Workshop Personalführung und Unternehmensstrategie

Ein Angebot vom BVOU für Niedergelassene und Praxisgründer in Orthopädie und Unfallchirurgie. Die Veranstaltung findet am Samstag, 30.04.2016 in Baden-Baden im Rahmen des VSOU-Kongresses statt.

30.04.2016, 09:00 – 11:30 Uhr
Radisson Blu Badischer Hof Hotel Baden-Baden, Lange Straße 47

In zwei Workshops werden zentrale Herausforderungen in der orthopädisch-unfallchirurgischen Praxis beleuchtet:

  • Erfolgreiche Mitarbeiterführung in der Praxis
  • Unternehmensstrategie und Businessplan

Ziel der Veranstaltung ist es, den  Teilnehmern ein Paket mit praktisch anwendbaren Werkzeugen mitzugeben.

Für diese Workshop-Reihe am Vormittag ist eine Anmeldung erforderlich. Die Teilnehmerzahl ist begrenzt. Den Link finden Sie unten.

Workshop I:
Erfolgreiche Mitarbeiterführung in der Arztpraxis

Workshopleiter
Jens Hollmann, medplus-kompetenz, Hamburg

Das Seminar macht Sie mit Führungsmodellen in Theorie und Praxis für die besonderen Anforderungen einer zukunftsorientierten Praxis vertraut. Sie erhalten in diesem Seminar einen Überblick über aktuelle Personalentwicklungs­instrumente und konkrete Anwendungstipps für Ihren Praxisalltag.

Workshop II:
Unternehmensstrategie und Businessplan

Workshopleiter
Dr. med. Tobias Vogel, München

  1. Was ist ein Businessplan und wie ist er strukturiert?
    Professor Stefan Terkatz, Apollon Hochschule der Gesundheitswirtschaft, Bremen
  2. Wozu benötige ich einen Businessplan in der Gründungs- und Entwicklungsphase einer Praxis?
    Florian Sprösser, Filialleiter der Deutschen Apotheker und Ärztebank Rosenheim
  3. Best practice: So sieht ein Businessplan für eine orthopädisch-unfallchirurgische Praxis aus.
    Dr. med. Alexander Rucker, MHBA
    Orthopädie am Altheimer Eck, München

Anschließend Podiumsdiskussion.

Wir erwarten eine lebendige Diskussion sowie praktische Empfehlungen sowie Tipps und Tricks für Praxisgründer und junge Niedergelassene.

Die Teilnehmerzahl ist begrenzt. Hier geht es zur Anmeldung.

Diese Veranstaltung wird unterstützt von der Deutschen Apotheker- und Ärztebank.

Ein neues Format in der Kongresslandschaft

Mit neuen Elementen wird Wissenschaft praxisorientiert aufgearbeitet.

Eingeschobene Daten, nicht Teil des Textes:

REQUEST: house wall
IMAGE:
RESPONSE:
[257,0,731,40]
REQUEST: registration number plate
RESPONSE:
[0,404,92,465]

Prof. Dr. med. Dr. h.c. Joachim Grifka (Regensburg/Bad Abbach) und Univ.-Prof. Dr. med. Ulrich Stöckle (Tübingen), Kongresspräsidenten der 64. Jahrestagung der Vereinigung Süddeutscher Orthopäden und Unfall-chirurgen in Baden-Baden (28.-30.4.2016), erläutern, was diese Jahrestagung über das rein Fachliche hinaus noch attraktiv macht.

Schon der Auftakt zeigt den Anspruch, den die 64. Auflage der VSOU-Jahrestagung Ende April diesen Jahres hat: Festredner Prof. Dr. jur. Heribert Prantl wird mit dem Vortragsthema „Medizin zwischen Ökonomie und Ethik“ das ärztliche Handeln im Spannungsfeld zwischen Wirtschaftlichkeit und gesellschaftlichem Anspruch beleuchten. „Gerade in der heutigen Zeit ist dies ein besonders aktuelles Thema“, erläutert Univ.-Prof. Dr. Stöckle – gemeinsam mit Prof. Dr. Joachim Grifka Kongresspräsident dieser Tagung in Baden-Baden – die Wahl Prantls als Festredner. Dass man als Arzt wirtschaftlich handeln müsse, sei Konsens, ergänzt Grifka. „Die qualitativ hervorragende medizinische Versorgung muss aber immer unstrittig bleiben“, fügt Grifka an.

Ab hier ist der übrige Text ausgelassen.